What is Retrieval Augmented Generation (RAG)?

llm
rag
python
Author
Affiliation
Published

June 29, 2025

Modified

July 3, 2025

Retrieval Augmented Generation (RAG) is the most popular approach to providing LLMs with external information before they generate a response.

RAG is a technique where you retrieve the information required to solve a user’s query, then augment the context of the LLM with that information, and generate a response. In this tutorial, you’ll learn why RAG is useful, when to use it, and how to build your own RAG pipeline, step-by-step, using Python.

Let’s get started!

What is RAG?

It’s a technique to improve LLM answers by providing them with external information before they generate a response. It consists of three steps:

  1. Retrieve: The system starts by searching a specific knowledge base for relevant information about the query.
  2. Augment: This retrieved information is added to context that’s used by the LLM to generate a response.
  3. Generate: The LLM uses both your question and the provided information to generate an answer.
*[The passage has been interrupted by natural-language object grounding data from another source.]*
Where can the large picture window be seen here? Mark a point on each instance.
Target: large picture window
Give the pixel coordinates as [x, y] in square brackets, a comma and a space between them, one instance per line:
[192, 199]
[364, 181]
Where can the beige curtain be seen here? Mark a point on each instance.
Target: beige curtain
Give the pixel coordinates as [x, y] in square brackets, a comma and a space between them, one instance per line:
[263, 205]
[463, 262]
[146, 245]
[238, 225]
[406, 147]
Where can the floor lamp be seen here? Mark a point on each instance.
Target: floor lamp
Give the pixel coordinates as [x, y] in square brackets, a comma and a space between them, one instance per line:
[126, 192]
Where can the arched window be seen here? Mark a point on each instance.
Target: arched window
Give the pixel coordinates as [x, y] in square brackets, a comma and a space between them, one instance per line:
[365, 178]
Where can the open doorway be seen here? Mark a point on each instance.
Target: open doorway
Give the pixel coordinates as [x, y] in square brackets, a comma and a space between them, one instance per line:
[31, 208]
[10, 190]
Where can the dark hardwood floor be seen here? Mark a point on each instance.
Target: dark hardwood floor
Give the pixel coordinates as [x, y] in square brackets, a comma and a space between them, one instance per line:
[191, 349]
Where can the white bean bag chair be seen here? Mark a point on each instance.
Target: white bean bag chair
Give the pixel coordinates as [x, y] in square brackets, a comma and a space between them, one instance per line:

In addition to reducing costs and latency, RAG is useful because it reduces hallucinations, lets you use current data, and builds trust with users by (potentially) providing citations.

Vector databases

A vector database (VectorDB) is a database designed to store and query data as vector embeddings (numerical representations). So, provided with a user query, it’s the engine you use to find the most similar data in your database. It’s one of the most popular components of the retrieval step in RAG pipelines.

In recent years, many new vector databases have been created. But, in most cases, they had to re-discover that many of the ideas in the old generation of vector databases such as BM25-based retrieval were still valid and useful.

Some popular vector databases are:

  1. New generation: Qdrant, Chroma, Pinecone, Weaviate.
  2. Old generation: Elasticsearch/OpenSearch and Postgres+PGVector

In this tutorial, you’ll use Chroma. For client projects, I’ve used Elasticsearch, Postgres, Weaviate, and Qdrant. Many companies are already using Elasticsearch or Postgres, so it’s often easier to get started with them.

Why use a VectorDB?

If you have a small dataset, there’s no real reason to use a vector database. But if you’re dealing with thousands or millions of documents, you’ll need to use a vector database to efficiently retrieve the most relevant documents.

They’re useful because:

  1. The more noise in the context provided to the LLM, the more likely it is to produce bad output.
  2. It takes more time to process a longer context
  3. It costs more to process a longer context

Retrieval

Retrieval is the process of finding the most relevant documents in the vector database. There are two main approaches when dealing with text-based data: term-based retrieval and embedding-based retrieval.

Term-based retrieval

Term-based retrieval is a technique that uses the terms in the query to find the most relevant documents in the vector database.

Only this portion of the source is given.